Infection of specific dendritic cells by CCR5-tropic human immunodeficiency virus type 1 promotes cell-mediated transmission of virus resistant to broadly neutralizing antibodies.

Vaccine Research Center, National Institute of Allergy and Infectious Disease, National Institutes of Health, Bldg. 40, Rm. 4502, MSC-3005, 40 Convent Dr., Bethesda, MD 20892-3005, USA.

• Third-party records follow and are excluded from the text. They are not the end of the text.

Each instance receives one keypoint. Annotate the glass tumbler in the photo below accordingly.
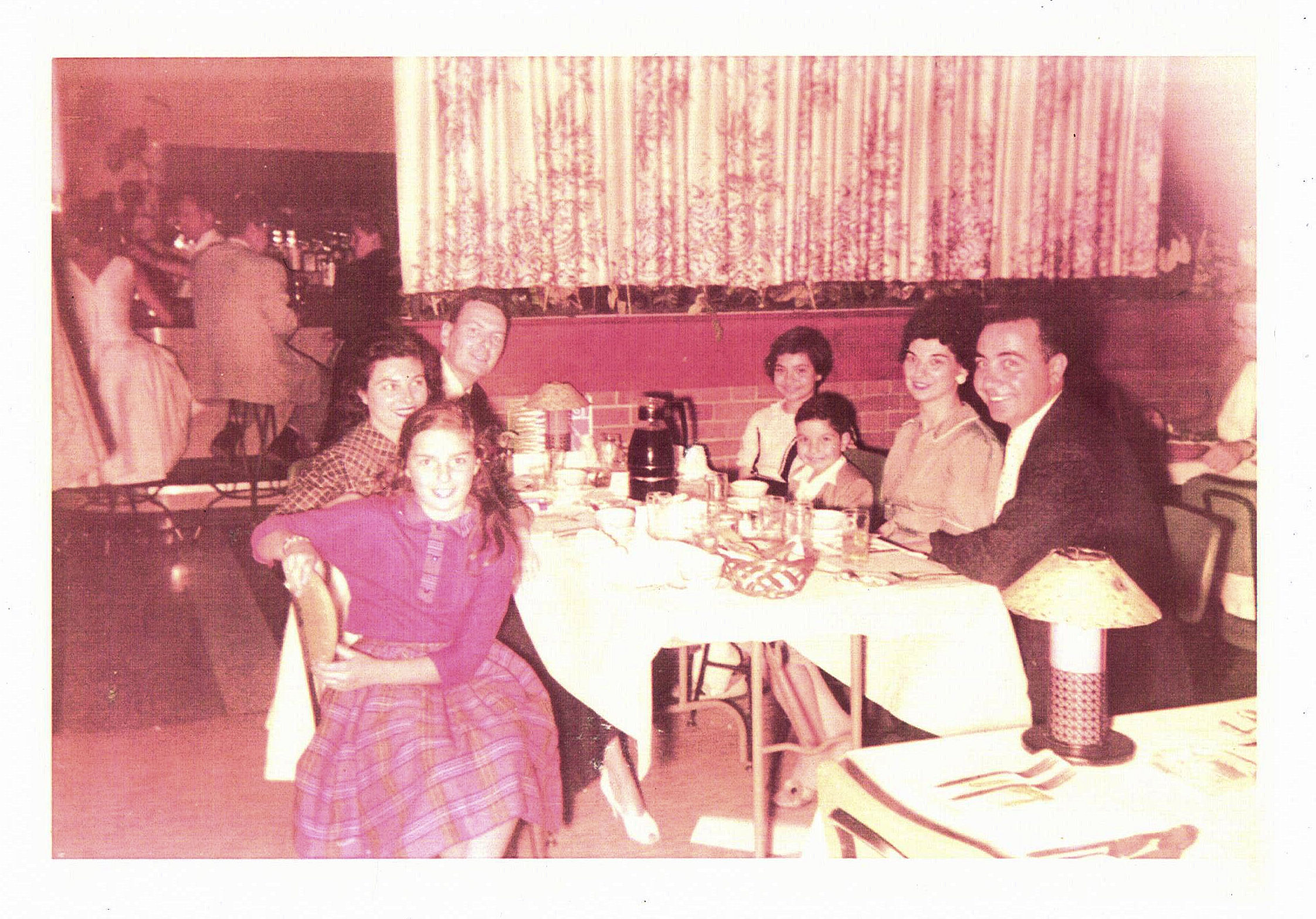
(799, 522)
(854, 544)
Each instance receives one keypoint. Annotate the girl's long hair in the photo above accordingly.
(495, 518)
(353, 369)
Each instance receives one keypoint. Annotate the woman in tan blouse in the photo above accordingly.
(945, 461)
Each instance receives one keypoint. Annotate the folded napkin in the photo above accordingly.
(1086, 815)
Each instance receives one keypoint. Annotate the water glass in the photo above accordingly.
(716, 487)
(772, 517)
(854, 544)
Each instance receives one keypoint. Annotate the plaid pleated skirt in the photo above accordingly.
(410, 771)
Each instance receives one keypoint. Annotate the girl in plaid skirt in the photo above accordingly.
(435, 739)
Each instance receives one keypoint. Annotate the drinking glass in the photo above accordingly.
(799, 522)
(854, 544)
(716, 487)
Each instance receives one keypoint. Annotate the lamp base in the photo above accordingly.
(1117, 750)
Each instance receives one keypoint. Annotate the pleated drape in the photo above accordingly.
(753, 171)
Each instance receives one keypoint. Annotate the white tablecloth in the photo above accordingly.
(1173, 780)
(941, 655)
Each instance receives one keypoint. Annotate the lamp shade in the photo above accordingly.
(556, 398)
(1081, 588)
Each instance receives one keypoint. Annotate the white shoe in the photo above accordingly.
(640, 827)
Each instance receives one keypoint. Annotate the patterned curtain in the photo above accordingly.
(753, 171)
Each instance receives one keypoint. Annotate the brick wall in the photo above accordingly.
(1164, 353)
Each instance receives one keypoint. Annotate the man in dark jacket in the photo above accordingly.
(1069, 479)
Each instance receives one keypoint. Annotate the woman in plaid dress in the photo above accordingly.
(435, 738)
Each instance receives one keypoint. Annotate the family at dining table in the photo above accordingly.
(443, 728)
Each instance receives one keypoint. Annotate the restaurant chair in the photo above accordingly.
(232, 443)
(320, 627)
(870, 463)
(1195, 541)
(1237, 501)
(861, 822)
(320, 613)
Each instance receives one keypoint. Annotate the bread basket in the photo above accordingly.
(772, 578)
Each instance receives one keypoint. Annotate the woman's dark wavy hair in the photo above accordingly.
(353, 369)
(495, 518)
(802, 340)
(956, 327)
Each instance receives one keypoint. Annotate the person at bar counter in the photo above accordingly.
(365, 291)
(1069, 479)
(387, 378)
(241, 310)
(1230, 465)
(195, 219)
(944, 464)
(472, 342)
(435, 739)
(798, 362)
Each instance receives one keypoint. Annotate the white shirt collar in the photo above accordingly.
(453, 386)
(1016, 448)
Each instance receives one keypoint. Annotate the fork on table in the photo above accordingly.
(1027, 786)
(1043, 765)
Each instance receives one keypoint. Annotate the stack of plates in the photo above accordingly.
(527, 423)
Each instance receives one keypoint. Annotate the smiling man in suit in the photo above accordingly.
(1069, 479)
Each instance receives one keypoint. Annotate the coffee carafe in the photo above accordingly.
(652, 456)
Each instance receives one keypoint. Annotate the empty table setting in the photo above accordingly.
(1190, 792)
(940, 649)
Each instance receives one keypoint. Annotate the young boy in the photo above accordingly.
(824, 429)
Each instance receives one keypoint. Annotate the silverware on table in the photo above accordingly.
(1033, 784)
(1044, 764)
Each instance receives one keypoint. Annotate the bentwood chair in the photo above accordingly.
(320, 627)
(1195, 541)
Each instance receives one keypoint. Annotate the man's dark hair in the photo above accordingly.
(956, 327)
(244, 211)
(489, 295)
(833, 409)
(802, 340)
(1052, 324)
(204, 199)
(352, 374)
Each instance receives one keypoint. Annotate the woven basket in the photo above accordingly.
(768, 577)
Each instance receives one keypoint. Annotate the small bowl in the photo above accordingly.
(698, 568)
(749, 489)
(611, 519)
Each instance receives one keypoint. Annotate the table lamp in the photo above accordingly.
(557, 401)
(1081, 593)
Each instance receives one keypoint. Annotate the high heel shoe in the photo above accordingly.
(640, 827)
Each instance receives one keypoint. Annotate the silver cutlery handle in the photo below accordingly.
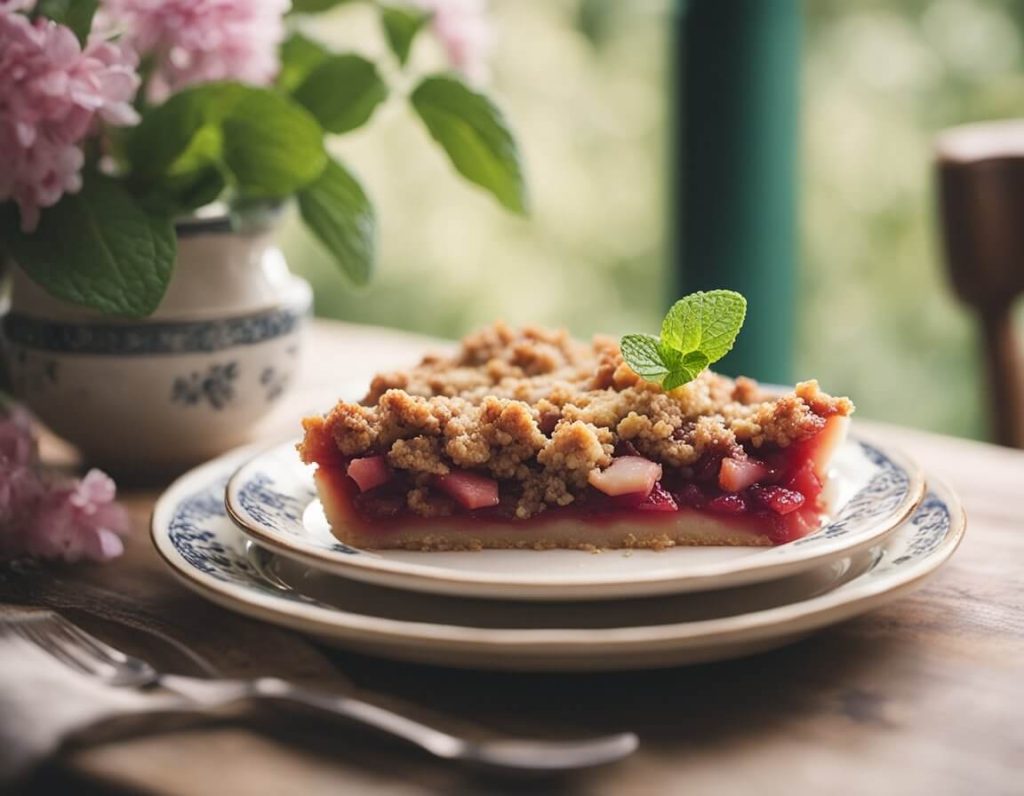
(433, 741)
(508, 754)
(211, 694)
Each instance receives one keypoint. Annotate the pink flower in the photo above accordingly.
(465, 33)
(53, 518)
(79, 520)
(200, 41)
(51, 95)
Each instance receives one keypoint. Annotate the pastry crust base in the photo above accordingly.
(656, 531)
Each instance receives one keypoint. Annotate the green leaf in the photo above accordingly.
(695, 361)
(266, 144)
(400, 27)
(99, 248)
(299, 56)
(342, 92)
(271, 147)
(77, 14)
(707, 322)
(642, 352)
(473, 132)
(338, 212)
(314, 6)
(677, 378)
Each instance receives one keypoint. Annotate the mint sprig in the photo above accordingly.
(698, 330)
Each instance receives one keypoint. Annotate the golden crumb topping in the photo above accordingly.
(540, 411)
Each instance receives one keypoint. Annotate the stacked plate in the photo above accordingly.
(247, 531)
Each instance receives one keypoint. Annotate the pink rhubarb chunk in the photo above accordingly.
(737, 474)
(369, 472)
(469, 489)
(626, 475)
(827, 443)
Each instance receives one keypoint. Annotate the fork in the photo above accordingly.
(87, 655)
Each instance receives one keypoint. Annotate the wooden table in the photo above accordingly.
(925, 696)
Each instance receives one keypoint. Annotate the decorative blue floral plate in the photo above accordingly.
(273, 501)
(201, 544)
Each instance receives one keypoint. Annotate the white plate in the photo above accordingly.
(273, 501)
(199, 542)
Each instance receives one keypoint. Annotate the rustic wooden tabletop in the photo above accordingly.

Journal of Virology (Impact Factor: 4.65). 12/2004; 78(21):11980-7. DOI: 10.1128/JVI.78.21.11980-11987.2004
Source: PubMed

ABSTRACT The tropism of human immunodeficiency virus type 1 for chemokine receptors plays an important role in the transmission of AIDS. Although CXCR4-tropic virus is more cytopathic for T cells, CCR5-tropic strains are transmitted more frequently in humans for reasons that are not understood. Phenotypically immature myeloid dendritic cells (mDCs) are preferentially infected by CCR5-tropic virus, in contrast to mature mDCs, which are not susceptible to infection but instead internalize virus into a protected intracellular compartment and enhance the infection of T cells. Here, we define a mechanism to explain preferential transmission of CCR5-tropic viruses based on their interaction with mDCs and sensitivity to neutralizing antibodies. Infected immature mDCs differentiated normally and were found to enhance CCR5-tropic but not CXCR4-tropic virus infection of T cells even in the continuous presence of neutralizing antibodies. Infectious synapses also formed normally in the presence of such antibodies. Infection of immature mDCs by CCR5-tropic virus can therefore establish a pool of infected cells that can efficiently transfer virus at the same time that they protect virus from antibody neutralization. This property of DCs may enhance infection, contribute to immune evasion, and could provide a selective advantage for CCR5-tropic virus transmission.